Notions of God are often stuck in mid-adolescence. Love and forgiveness are common attributes, but God remains dangerously amorphous, shaped by the malleable beliefs and projections of flawed beings clinging to primitive weapons and misinterpreted promises.

Human versions of right and wrong, the Essence(s) of Life, or of reality itself, are neither static nor complete, but regardless, our minds, hearts, and souls are being fed into the voracious machines we’ve invented. These machines will outlive us, and they are building themselves out of whatever they’re fed. The data-crunchers are insatiable, and like us, they are tragically indiscriminate about what they gobble down.

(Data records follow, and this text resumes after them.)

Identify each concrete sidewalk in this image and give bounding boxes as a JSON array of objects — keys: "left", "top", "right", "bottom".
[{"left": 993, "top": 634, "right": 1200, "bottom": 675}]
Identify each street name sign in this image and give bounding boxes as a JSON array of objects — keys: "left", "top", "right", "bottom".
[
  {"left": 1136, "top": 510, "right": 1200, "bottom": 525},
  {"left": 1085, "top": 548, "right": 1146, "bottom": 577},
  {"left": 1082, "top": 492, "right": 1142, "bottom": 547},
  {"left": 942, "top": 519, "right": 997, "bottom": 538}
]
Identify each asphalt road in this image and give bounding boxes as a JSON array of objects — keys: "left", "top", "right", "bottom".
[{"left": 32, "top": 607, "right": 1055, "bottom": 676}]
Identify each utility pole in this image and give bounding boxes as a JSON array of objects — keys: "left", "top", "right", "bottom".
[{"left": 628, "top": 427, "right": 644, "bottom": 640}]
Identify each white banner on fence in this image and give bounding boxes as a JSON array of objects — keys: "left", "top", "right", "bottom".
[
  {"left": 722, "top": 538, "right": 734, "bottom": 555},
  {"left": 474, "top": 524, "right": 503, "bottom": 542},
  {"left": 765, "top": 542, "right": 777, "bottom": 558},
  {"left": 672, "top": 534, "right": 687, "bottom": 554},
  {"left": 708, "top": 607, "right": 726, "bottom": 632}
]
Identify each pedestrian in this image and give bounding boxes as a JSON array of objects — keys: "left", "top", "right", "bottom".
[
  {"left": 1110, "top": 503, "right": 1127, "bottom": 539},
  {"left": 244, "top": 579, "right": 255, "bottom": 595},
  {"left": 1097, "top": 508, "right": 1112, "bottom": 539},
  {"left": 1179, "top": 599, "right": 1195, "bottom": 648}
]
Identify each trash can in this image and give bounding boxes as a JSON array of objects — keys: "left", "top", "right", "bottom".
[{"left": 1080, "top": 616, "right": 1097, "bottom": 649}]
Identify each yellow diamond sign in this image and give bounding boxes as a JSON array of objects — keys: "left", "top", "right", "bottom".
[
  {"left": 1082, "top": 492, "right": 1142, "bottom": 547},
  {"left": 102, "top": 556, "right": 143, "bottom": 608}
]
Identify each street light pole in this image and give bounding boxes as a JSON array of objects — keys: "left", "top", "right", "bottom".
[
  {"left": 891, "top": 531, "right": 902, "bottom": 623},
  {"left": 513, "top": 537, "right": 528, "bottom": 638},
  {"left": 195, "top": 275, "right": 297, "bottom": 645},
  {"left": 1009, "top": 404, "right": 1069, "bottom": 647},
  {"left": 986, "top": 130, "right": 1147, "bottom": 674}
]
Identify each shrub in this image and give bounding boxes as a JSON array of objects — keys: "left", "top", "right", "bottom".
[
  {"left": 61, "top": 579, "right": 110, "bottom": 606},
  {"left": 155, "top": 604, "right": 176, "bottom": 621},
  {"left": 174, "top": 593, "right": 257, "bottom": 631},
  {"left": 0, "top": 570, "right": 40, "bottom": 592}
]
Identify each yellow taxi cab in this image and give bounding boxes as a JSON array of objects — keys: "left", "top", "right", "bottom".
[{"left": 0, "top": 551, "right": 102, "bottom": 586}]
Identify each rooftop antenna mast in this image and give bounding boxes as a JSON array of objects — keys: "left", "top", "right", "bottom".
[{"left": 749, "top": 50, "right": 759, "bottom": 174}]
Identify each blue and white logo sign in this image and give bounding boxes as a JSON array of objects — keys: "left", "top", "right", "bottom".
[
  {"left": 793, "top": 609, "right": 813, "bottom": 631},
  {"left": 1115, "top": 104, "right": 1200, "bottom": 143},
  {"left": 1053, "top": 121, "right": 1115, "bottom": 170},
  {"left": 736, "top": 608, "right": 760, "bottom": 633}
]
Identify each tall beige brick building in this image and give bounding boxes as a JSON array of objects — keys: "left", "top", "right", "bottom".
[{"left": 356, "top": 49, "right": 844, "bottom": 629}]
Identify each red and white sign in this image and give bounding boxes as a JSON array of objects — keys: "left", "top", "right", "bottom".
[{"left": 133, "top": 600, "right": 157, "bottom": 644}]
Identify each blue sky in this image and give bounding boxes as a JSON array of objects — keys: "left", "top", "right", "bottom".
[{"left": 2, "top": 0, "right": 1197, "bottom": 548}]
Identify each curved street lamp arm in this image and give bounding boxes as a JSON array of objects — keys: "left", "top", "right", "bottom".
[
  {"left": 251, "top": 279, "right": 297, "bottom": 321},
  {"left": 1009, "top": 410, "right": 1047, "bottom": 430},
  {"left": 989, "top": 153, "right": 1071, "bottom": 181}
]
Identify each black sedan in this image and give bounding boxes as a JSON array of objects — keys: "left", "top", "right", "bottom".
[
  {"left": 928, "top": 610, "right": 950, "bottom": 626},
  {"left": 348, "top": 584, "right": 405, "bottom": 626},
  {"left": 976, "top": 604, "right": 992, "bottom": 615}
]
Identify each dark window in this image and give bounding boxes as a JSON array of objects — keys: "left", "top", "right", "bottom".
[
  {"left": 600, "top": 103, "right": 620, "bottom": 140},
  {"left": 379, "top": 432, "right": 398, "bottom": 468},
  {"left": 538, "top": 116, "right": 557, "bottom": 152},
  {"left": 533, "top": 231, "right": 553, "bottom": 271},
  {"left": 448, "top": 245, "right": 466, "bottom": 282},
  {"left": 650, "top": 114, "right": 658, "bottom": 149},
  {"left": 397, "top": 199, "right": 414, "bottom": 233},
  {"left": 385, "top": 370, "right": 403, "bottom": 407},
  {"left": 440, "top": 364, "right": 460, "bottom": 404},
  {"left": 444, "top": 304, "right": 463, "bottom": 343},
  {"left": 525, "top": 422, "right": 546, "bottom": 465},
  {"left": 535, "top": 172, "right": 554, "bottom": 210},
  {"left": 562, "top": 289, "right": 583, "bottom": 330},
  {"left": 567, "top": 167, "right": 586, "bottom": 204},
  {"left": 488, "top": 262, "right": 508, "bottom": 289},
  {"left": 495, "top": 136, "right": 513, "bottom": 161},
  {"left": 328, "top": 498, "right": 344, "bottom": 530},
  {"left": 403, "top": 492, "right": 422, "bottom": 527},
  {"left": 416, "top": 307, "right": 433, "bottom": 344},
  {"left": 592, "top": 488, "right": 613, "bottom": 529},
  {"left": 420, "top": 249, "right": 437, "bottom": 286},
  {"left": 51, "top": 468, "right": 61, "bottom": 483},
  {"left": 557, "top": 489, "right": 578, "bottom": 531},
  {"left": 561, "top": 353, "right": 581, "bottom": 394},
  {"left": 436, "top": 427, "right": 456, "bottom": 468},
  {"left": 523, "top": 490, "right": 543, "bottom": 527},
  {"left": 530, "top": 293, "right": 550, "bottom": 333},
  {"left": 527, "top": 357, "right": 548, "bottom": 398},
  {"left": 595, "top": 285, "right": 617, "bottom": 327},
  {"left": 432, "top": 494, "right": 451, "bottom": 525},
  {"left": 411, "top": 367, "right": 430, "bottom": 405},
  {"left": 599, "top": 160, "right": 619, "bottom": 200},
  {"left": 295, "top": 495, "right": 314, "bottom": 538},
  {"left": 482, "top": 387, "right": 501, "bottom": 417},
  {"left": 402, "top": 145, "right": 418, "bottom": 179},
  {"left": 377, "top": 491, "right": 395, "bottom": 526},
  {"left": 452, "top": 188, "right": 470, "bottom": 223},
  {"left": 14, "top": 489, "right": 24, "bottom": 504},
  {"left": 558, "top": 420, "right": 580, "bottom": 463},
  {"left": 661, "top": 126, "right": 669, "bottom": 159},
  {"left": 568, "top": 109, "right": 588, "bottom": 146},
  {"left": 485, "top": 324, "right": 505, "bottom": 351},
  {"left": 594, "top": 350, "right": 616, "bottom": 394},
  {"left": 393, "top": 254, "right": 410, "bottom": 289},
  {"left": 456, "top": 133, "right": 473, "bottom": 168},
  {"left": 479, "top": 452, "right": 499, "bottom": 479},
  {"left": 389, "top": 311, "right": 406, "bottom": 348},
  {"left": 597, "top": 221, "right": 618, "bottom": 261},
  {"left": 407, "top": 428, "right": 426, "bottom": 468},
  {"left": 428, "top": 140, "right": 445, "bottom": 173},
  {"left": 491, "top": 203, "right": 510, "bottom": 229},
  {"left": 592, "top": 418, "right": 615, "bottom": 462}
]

As short-lived but conscious beings, the wisest thing we can do is nourish ourselves, and thus the little beasties, with the most accurate realities and noble aspirations at our disposal. Check your sources. Consume only what is verifiable. It may be slim pickings, but it’s better to die filled with small bites of truth than with a belly distended by self-absorption, jagged fantasies, and outright lies.

In a few days, our abundant, feral hollyhocks will explode into colors determined by last year’s cross-fertilizations. I mention this to The God of Tight Jeans sitting on the steps beside me, and his face lights up. He leaps to his feet. Channeling Jewel Akens, Dean Martin, and my very own hip-swaying mother, he begins to croon a tune from the 60s.

“Let me tell you ‘bout the birds and the bees, and the flowers and the trees, and the moon up above. And a thing called love.”

“Really, God?” I say with an eyeroll. “A thing called love?”

“Yeah, baby!” God has begun dancing seductively around the hollyhocks, throwing in a few lewd pelvic thrusts. “Thanks for not mowing the clover and the dandelions. You’re the best.”

I consider my urge to dismember anyone who hurts or disagrees with me. “If I’m the best, God, we’re all in serious trouble.”

“Yes, you are,” he nods affably and morphs into Many. The translucent bodies of the Creative Forces sway in front of me. “Put the swords away, honey,” they whisper. “We need no defense. Only pollinator species.”